This is a set of Matlab routines I wrote for the course STAT535D: Statistical
Computing and Monte Carlo Methods
by A. Doucet. It implements
different Markov Chain Monte Carlo (MCMC) strategies for sampling from the
posterior distribution over the
parameter values for binary Probit and Logistic Regression models with a
Gaussian prior on the parameter values. Specifically, we are sampling from:
P(y=1|w,x) = f(w'x)
w ~ N(0,v)
In the above, x is a set of p features, y is the class label (-1
or 1), w is the parameters we want to estimate, N(0,v) denotes
the prior Normal distribution on w (with mean 0 and inverse
covariance matrix v).
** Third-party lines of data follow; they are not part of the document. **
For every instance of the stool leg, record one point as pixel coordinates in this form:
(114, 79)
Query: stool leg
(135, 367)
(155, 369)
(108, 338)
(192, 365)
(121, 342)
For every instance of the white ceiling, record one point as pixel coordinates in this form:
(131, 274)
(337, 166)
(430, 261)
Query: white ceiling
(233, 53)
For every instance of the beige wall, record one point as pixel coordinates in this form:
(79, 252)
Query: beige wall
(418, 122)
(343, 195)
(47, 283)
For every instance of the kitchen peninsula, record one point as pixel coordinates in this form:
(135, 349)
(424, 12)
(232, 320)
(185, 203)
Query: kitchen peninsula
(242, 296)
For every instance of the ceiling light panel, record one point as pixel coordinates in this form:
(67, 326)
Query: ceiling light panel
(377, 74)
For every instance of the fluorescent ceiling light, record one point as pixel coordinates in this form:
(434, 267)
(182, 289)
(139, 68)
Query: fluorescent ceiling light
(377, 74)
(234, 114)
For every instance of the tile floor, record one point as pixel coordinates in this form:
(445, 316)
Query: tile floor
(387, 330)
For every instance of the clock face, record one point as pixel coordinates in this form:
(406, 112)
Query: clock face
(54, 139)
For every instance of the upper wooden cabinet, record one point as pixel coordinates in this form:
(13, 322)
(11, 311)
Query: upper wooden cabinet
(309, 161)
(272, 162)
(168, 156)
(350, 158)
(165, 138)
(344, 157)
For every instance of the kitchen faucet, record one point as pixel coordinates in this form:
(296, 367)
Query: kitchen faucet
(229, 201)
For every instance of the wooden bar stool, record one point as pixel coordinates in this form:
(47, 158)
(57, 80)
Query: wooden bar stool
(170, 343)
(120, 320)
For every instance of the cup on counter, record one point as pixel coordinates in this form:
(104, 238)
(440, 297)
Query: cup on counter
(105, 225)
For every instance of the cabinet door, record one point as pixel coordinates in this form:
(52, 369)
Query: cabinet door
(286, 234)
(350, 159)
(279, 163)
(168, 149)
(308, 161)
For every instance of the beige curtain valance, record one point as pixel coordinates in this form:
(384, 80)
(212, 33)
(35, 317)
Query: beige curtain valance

For Logistic Regression, f(a) is the
sigmoid function 1/(1+exp(-a)), while for Probit Regression it is the
Gaussian cumulative distribution function.
The second Probit Regression sampling strategy (probit2Sample.m) uses the same model, but implements the Composition sampler of Holmes and Held ("Bayesian auxiliary variable models for binary and polychotomous regression", 2004). This model jointly samples w and z, by directly sampling z from its marginal distribution (integrating over w).
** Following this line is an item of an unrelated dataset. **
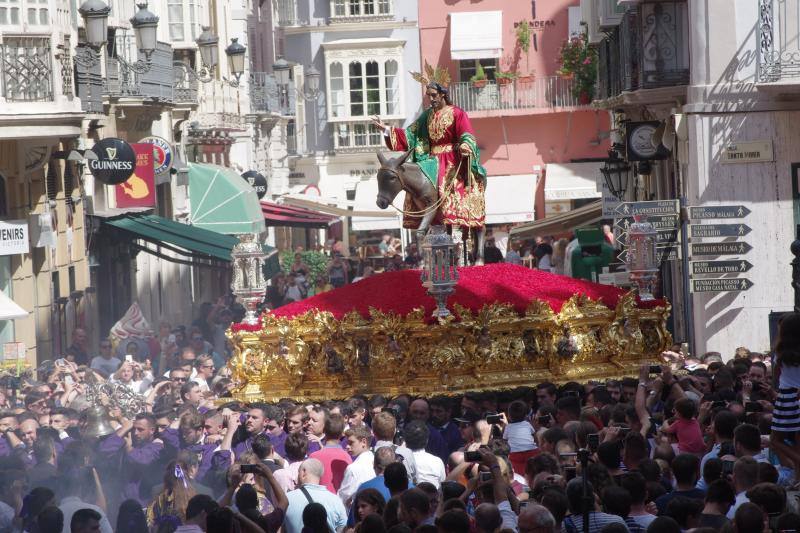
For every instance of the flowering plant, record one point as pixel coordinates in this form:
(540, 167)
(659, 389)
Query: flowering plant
(579, 62)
Logistic Regression: There are 3 strategies implemented for sampling from the Logistic model. The first strategy (logist2SampleMH.m) uses the Metropolis-Hastings algorithm outlined in Johnson and Albert ("Ordinal Data Modeling", Springer 1999). The Iteratively-Reweighted Least Squares algorithm is used to find the Maximum a Posteriori (MAP) estimate of w, and this value is used to initialize the Markov Chain. The Asymptotic Covariance Matrix and an adaptively updated kernel width parameter are used to make proposals.
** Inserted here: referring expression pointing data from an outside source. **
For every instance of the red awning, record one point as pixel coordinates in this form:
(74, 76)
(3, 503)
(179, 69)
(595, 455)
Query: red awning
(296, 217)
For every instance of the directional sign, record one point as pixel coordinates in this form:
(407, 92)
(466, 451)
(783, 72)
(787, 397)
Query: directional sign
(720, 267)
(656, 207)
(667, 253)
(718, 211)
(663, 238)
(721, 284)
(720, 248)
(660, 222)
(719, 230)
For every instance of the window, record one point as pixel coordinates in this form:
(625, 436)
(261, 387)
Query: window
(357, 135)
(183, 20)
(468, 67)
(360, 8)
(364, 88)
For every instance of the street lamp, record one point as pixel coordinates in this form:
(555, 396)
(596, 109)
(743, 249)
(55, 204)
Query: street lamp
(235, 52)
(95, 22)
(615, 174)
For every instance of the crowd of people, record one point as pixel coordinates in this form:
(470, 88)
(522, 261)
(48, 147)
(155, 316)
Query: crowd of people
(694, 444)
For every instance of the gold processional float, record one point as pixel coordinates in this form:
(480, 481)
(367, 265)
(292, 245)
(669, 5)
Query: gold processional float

The 2nd strategy for the Logistic model (logist2Sample.m) is the Logistic variant of the Holmes and Held Probit Regression sampler. Rather than having a unit variance as in the Probit model, in the Logistic model the variances of the z variables lambda are obtained in this model by sampling from a Kolmogorv-Smirnov distribution. This block-Gibbs sampler updates z and w jointly conditioned on lambda (as in the Probit model), then samples lambda conditioned on z and w.
The 3rd strategy for the Logistic model (logist2Sample2.m) is the 2nd block-Gibbs sampling strategy of Holmes and Held. In this second approach, z and lambda are updated jointly given w (z is sampled from a truncated Logistic distribution), then w is sampled conditioned on z and lambda.
Sparse Logistic Regression: A 4th strategy was implemented for a slightly different Logistic model (logist_FS_Sample.m). In this model, we have an additional set of variables gamma that indicate whether a variable is included in the model. The effect of this is that each sample only depends on a subset of the variables, and sampling gamma lets us examine a posterior distribution over whether each variable is 'relevant' to the classification. This function implements the method described in Holmes and Held, which augments the 2nd Logistic strategy above with reversible-jump trans-dimensional moves to update gamma.
Also included is IRLS code that returns the MAP
estimate of the Logistic model (and optionally the Asymptotic Covariance matrix). This code has the
interface:
w = L2LogReg_IRLS(X,y,v)
The complete set of .m files are available here. The report for this class project is available here. Some of the samplers also use RANDRAW.
The blogreg package contains many sub-directories that must be present on the Matlab path for the files to work. You can add these sub-directories to the Matlab path by typing (in Matlab) 'addpath(genpath(blogerg_dir))', where 'blogreg_dir' is the directory that the zip file is extracted to.
Note that a bug in the sampleLambda.m function was fixed on July 18, 2013 (thanks to Sharon Chiang for pointing this out).